There is no clear understanding of how the cycle can impact training and the body so this needs updating and improving to be of use to anyone. There are free period-tracking apps with more information than this Garmin feature.
Garmin pay can be set up with ease however check with your bank, some banks like mine, do not comply with Garmin pay making this feature void and an utter waste.
In conclusion, the Garmin Forerunner 265 is a fine training/smart-watch option for any health and fitness enthusiast, whether a beginner or hard-core athlete.
The metrics can help you understand your health metrics better and get you on the road to a healthier, more active life.
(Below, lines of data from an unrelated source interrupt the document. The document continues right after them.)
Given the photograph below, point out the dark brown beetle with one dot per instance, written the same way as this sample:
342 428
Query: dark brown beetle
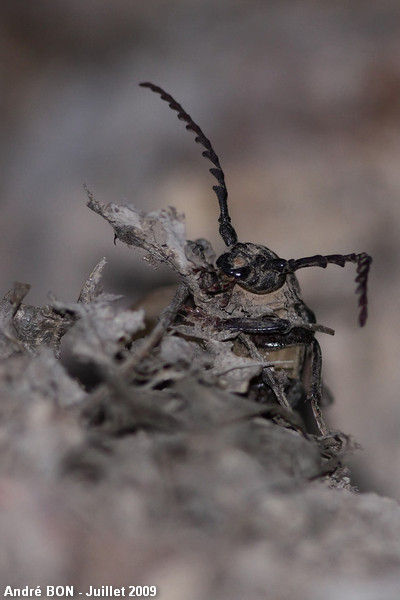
285 328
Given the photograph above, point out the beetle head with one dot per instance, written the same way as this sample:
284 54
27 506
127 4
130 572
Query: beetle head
254 267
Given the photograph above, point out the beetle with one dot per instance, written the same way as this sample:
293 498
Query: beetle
283 327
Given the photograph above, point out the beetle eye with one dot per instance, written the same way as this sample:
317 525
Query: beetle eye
241 272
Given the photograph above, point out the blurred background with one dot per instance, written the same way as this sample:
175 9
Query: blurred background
302 103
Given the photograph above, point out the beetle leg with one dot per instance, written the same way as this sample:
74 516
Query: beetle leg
363 262
315 391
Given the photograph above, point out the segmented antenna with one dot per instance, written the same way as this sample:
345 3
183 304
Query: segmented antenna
226 229
363 262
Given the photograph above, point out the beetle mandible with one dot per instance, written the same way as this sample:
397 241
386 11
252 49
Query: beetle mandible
284 327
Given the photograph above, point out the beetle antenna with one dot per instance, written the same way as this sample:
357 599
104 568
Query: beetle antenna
363 262
226 229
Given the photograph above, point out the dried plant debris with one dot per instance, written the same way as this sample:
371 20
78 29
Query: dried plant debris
175 463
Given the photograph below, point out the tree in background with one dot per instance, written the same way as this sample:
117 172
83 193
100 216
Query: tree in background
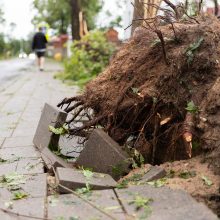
60 14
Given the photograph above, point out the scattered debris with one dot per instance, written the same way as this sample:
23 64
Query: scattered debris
104 155
77 179
53 117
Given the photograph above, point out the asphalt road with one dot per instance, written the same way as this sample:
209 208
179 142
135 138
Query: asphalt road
13 68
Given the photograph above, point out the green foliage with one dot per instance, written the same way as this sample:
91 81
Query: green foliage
187 174
59 131
142 203
206 180
157 183
19 195
89 57
57 13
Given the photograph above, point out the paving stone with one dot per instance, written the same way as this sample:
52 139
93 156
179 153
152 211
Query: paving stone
5 132
34 207
74 179
33 185
18 142
53 161
69 205
154 173
70 147
166 204
1 141
30 166
50 116
104 155
19 132
7 168
27 152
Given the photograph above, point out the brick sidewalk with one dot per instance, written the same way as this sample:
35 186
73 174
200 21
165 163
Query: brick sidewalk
21 102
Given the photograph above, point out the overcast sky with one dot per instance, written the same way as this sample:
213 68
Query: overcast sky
21 12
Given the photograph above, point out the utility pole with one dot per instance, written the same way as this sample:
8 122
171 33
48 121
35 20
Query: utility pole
75 10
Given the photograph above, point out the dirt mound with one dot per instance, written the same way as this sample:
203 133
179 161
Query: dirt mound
165 103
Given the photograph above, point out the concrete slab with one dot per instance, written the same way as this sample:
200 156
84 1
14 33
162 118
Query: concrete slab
7 168
74 179
1 141
69 205
34 186
104 155
23 152
52 161
71 146
50 116
154 173
166 204
18 142
30 166
33 207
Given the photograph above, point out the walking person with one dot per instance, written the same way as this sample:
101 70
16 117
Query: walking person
39 46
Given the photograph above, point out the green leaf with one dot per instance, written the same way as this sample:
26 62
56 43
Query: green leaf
157 183
19 195
140 202
187 174
206 180
59 131
135 90
87 173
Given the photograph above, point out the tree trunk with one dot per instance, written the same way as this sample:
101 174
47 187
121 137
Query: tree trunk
138 13
75 19
216 7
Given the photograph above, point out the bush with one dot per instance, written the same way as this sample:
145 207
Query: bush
89 57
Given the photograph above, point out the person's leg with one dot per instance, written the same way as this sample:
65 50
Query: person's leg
38 59
41 63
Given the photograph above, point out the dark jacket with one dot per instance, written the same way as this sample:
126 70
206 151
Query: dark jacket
39 41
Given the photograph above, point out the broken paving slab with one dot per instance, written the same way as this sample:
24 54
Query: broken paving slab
162 203
104 155
50 116
53 161
33 207
19 152
18 142
32 185
70 206
74 179
155 172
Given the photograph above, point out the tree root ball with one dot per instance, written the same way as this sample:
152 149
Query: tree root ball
165 110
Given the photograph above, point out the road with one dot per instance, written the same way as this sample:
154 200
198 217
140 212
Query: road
11 69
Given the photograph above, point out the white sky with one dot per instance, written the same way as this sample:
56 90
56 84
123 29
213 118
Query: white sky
20 12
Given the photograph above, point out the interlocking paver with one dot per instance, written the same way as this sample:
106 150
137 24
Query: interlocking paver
32 185
7 168
67 206
163 203
23 152
18 142
30 166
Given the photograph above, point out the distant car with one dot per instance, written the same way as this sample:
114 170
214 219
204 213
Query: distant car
31 56
22 55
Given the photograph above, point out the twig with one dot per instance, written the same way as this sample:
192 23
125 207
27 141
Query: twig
22 215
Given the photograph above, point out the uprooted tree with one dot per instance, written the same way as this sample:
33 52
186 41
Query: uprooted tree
161 93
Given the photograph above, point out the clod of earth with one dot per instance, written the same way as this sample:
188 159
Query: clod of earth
158 106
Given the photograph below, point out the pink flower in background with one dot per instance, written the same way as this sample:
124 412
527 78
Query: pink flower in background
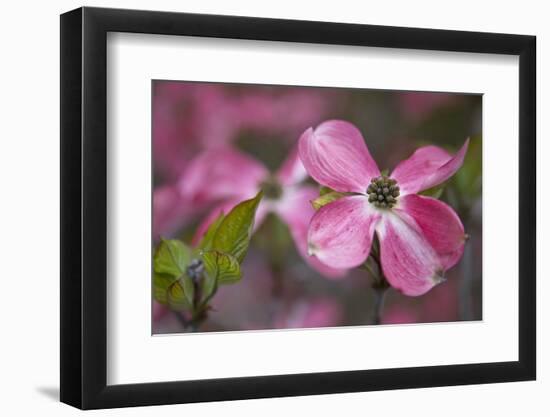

But can equally show a seasoned athlete every metric possible to improve performance. Armed with RacePro and estimated 5k-to-marathon distance times based on current training load, speeds, etc.
This watch is clearly designed for runners, although it can offer bike, swim, gym and other sport profiles, the metrics are clearly tailored for runners – hey, even the main button and strap has ‘run’ embellished on them.
What this Garmin 265 offers is an Uber-personalised experience every runner would want. From short-cuts, screen brightness and alerts to sleep mode variations, data screens and strap changes.
So, while I enjoyed testing the watch, ultimately, it cannot read through my tattoos – personally, I despise wearing a watch when it faces down so it’s a no from me. In addition, as a trail ultra runner, the navigation woes were worrying and for that alone, I would look elsewhere for a training watch. Add that with a battery life of under 24 hours in GPS mode, the workout blunders (not knowing what next unless you have a phone with you) – I’m not overly impressed, especially considering the price tag.
My Polar Vantage V2 watch offers this and more for the same price so I’m more inclined to stick with that, even if the Garmin Forerunner 265 has better graphics, more up-to-date smartwatch features, and every other personalisation option Polar can only dream of.